Ainsi, 37 millions de citoyens ont écouté le Président de la République lundi soir. C’est dire si l’attente était forte et les questions sur toutes les lèvres.

Comment en est-on arrivé là ? Comment et quand va-t-on en sortir puisqu’un corps social désocialisé ne peut vivre normalement ? Et plus largement encore, comment nos pays industrialisés, la France, mais pas seulement la France, des pays développés, qui se vivaient comme protégés des évènements les plus graves de la planète, connaissent-ils une telle catastrophe sanitaire, doublée de conséquences économiques et sociales d’une force destructrice insoupçonnée ?

Dans un premier temps, il fallait donc parler, délaisser le kaki guerrier pour tenter d’apaiser, avoir un mot pour chacun et donner à tous une perspective de sortie du confinement avec cette date du 11 mai qui, en réalité, a été le seul point précis de l’intervention. L’exercice a été plutôt réussi dans la forme, en balayant l’ensemble du spectre social, et en donnant une date possible de sortie du confinement, sans doute nécessaire pour chacun puisse commencer à se projeter dans l’après. Néanmoins, le nombre de questions non réglées par cette intervention risque de semer plus de doutes que de certitudes.

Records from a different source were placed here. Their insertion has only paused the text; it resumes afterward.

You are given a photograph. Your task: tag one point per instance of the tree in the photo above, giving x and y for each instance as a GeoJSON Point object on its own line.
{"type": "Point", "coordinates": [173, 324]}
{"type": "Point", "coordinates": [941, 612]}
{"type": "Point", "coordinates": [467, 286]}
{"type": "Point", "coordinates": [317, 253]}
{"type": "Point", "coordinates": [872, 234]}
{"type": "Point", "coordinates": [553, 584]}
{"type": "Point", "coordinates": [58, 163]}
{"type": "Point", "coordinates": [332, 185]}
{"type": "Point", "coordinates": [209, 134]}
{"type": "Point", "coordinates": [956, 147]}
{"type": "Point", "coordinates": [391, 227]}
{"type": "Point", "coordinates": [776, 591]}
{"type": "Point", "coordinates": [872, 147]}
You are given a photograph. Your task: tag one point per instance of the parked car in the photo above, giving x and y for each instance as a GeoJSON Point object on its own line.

Personne ne sait précisément en quoi consistera aujourd’hui ce 11 mai, ni pour les écoles, ni pour les commerces, ni pour l’ensemble des entreprises, et, faut-il le rappeler, ni pour le nombre de masques, de blouses, de gels, de tests et peu sur leur doctrine d’utilisation.

Mais disons aussi, pour être juste, que, notamment pour les enfants des classes moyennes et populaires, la rupture éducative devenait intenable sans possibilité de reprise, même partielle des cours avant l’été. Elle demandera bien des compétences aux enseignant.e.s et une organisation robuste des collectivités locales. Par la suite, la possibilité de « vacances studieuses », en juillet, pourra aussi être aussi envisagée, sur la base du volontariat.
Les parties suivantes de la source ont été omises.